- Pitcher
- Born: February 10, 1968 (age 58) Hanford, California, U.S.
- Batted: RightThrew: Right

MLB debut
- July 22, 1991, for the Houston Astros

Last MLB appearance
- October 1, 1995, for the Florida Marlins

MLB statistics
- Win–loss record: 17–28
- Earned run average: 5.30
- Strikeouts: 216
- Stats at Baseball Reference

Teams
- Houston Astros (1991–1992); Florida Marlins (1993–1995);

Medals
Men's baseball
Representing United States
World Junior Baseball Championship
| Bronze medal – third place | 1986 Windsor | Team |

= Ryan Bowen (baseball) =

American baseball player (born 1968)

Ryan Eugene Bowen (born February 10, 1968) is an American former professional baseball pitcher. Bowen pitched all or parts of five seasons in Major League Baseball (MLB) from 1991 to 1995 for the Houston Astros and Florida Marlins.

==Career==
Bowen was originally drafted by the Astros in the first round of the 1986 Major League Baseball draft.
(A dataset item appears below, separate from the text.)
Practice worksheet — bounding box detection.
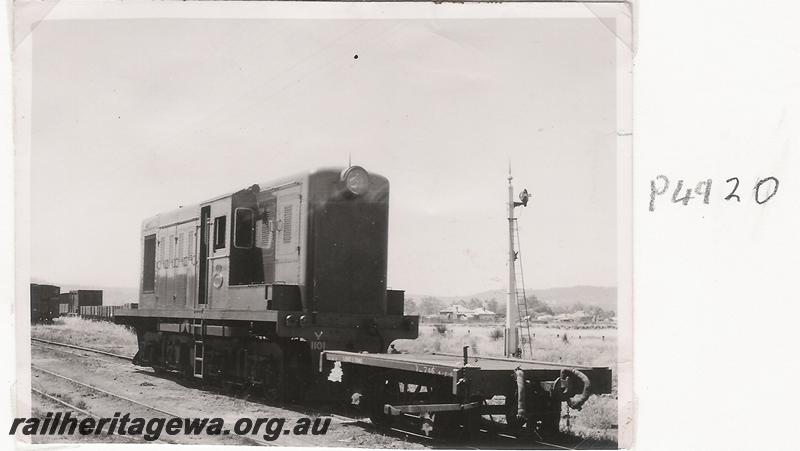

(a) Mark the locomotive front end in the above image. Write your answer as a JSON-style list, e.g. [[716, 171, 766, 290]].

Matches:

He spent the next four seasons working his way up through their farm system before making his major league debut in 1991, no-hitting the Cardinals for five innings. After pitching parts of two seasons for the Astros, he was chosen in the 3rd round of the 1992 MLB Expansion Draft by the Florida Marlins, with whom he spent the next three seasons.

After two additional seasons in the minor leagues, Bowen played in Taiwan during the 1998 season before attempting a comeback in 1999 with the Sacramento Steelheads of the Western Baseball League. He retired after the 1999 season.